Fourier PD and PDUNet: Complex-valued networks to speed-up MR Thermometry during Hypterthermia
paper_authors: Rupali Khatun, Soumick Chatterjee, Christoph Bert, Martin Wadepohl, Manfred Schmidt, Oliver J. Ott, Rainer Fietkau, Andreas Nürnberger, Udo S. Gaipl, Benjamin Frey for: 这个研究的目的是提高下采样的MR温度测量数据重建的解决方案,以提高解决速度和减少artefacts。methods: 这个研究使用了深度学习技术来重建高度下采样的MR温度测量数据,并使用了两种不同的深度学习模型:Fourier Primal-Dual网络和Fourier Primal-Dual UNet。results: 研究发现,使用深度学习模型可以减少下采样MR温度测量数据与完全采样MR温度测量数据之间的温度差距,从1.5 $\degree$C降至0.5 $\degree$C。Abstract
Hyperthermia (HT) in combination with radio- and/or chemotherapy has become an accepted cancer treatment for distinct solid tumour entities. In HT, tumour tissue is exogenously heated to temperatures of 39 to 43 $\degree$C for 60 minutes. Temperature monitoring can be performed noninvasively using dynamic magnetic resonance imaging (MRI).

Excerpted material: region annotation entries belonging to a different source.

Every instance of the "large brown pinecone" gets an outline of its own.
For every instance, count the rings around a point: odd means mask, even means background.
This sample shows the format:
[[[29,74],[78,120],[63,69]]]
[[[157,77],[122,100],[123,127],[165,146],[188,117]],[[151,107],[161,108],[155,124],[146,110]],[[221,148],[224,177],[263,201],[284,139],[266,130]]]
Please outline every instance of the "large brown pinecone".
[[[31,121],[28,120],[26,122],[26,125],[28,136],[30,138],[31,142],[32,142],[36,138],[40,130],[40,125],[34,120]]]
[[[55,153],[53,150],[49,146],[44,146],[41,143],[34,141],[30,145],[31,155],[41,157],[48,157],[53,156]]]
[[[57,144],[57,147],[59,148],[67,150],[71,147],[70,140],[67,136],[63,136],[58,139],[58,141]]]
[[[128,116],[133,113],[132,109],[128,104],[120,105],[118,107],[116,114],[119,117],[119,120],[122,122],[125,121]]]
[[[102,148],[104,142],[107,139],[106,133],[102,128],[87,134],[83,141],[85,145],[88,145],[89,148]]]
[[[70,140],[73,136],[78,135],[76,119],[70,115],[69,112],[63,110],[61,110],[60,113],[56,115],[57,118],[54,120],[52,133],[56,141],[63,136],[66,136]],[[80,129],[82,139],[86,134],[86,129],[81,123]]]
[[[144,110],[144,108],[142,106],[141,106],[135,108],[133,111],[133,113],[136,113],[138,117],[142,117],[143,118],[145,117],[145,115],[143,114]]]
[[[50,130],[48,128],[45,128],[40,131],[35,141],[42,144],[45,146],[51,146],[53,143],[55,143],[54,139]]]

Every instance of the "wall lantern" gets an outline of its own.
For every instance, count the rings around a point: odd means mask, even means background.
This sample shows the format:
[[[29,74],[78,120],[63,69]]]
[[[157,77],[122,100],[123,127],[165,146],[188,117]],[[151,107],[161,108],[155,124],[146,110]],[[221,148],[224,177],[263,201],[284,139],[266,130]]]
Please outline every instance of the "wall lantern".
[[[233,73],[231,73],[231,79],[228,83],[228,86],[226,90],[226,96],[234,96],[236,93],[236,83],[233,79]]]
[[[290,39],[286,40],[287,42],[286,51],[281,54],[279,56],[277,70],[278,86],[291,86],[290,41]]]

However, the slow nature of MRI leads to motion artefacts in the images due to the movements of patients during image acquisition time. By discarding parts of the data, the speed of the acquisition can be increased - known as Undersampling. However, due to the invalidation of the Nyquist criterion, the acquired images have lower resolution and can also produce artefacts. The aim of this work was, therefore, to reconstruct highly undersampled MR thermometry acquisitions with better resolution and with less artefacts compared to conventional techniques like compressed sensing. The use of deep learning in the medical field has emerged in recent times, and various studies have shown that deep learning has the potential to solve inverse problems such as MR image reconstruction. However, most of the published work only focusses on the magnitude images, while the phase images are ignored, which are fundamental requirements for MR thermometry. This work, for the first time ever, presents deep learning based solutions for reconstructing undersampled MR thermometry data. Two different deep learning models have been employed here, the Fourier Primal-Dual network and Fourier Primal-Dual UNet, to reconstruct highly undersampled complex images of MR thermometry. It was observed that the method was able to reduce the temperature difference between the undersampled MRIs and the fully sampled MRIs from 1.5 $\degree$C to 0.5 $\degree$C.
摘要
高级热辐射(HT)在结合放射线和/或化学疗法的抗癌治疗中得到了承认。在HT中,肿瘤组织被外源性加热到39-43℃的温度,持续60分钟。肿瘤组织的温度可以非侵入性地监测使用动力磁共振成像(MRI)。然而,由于患者在获取图像时的运动,MRI图像会受到运动artefacts的影响。通过抛弃一部分数据,可以快速化图像获取过程 - bekannt als Undersampling。然而,由于遵循 Nyquist критериion的无效化,获取的图像具有更低的分辨率,并且可能会产生artefacts。因此,本研究的目标是使用深度学习来重建高度受抽象的 MR 热图像数据,以提高分辨率和减少artefacts,并且不同于传统的压缩感知技术。深度学习在医学领域的应用已经在最近几年得到了广泛的关注,而且许多研究表明,深度学习有可能解决 inverse 问题,如 MR 图像重建。然而,大多数已发表的研究仅关注了 magnitude 图像,而忽略了阶跃图像,这些图像是 MR 热测量的基本需求。本研究是首次使用深度学习来重建高度受抽象的 MR 热图像数据。我们在这里采用了两种深度学习模型:Fourier Primal-Dual 网络和 Fourier Primal-Dual UNet,来重建高度受抽象的 MR 热图像。我们发现,该方法可以将高级受抽象 MR 热图像和完全样本 MR 热图像之间的温度差降低至0.5℃。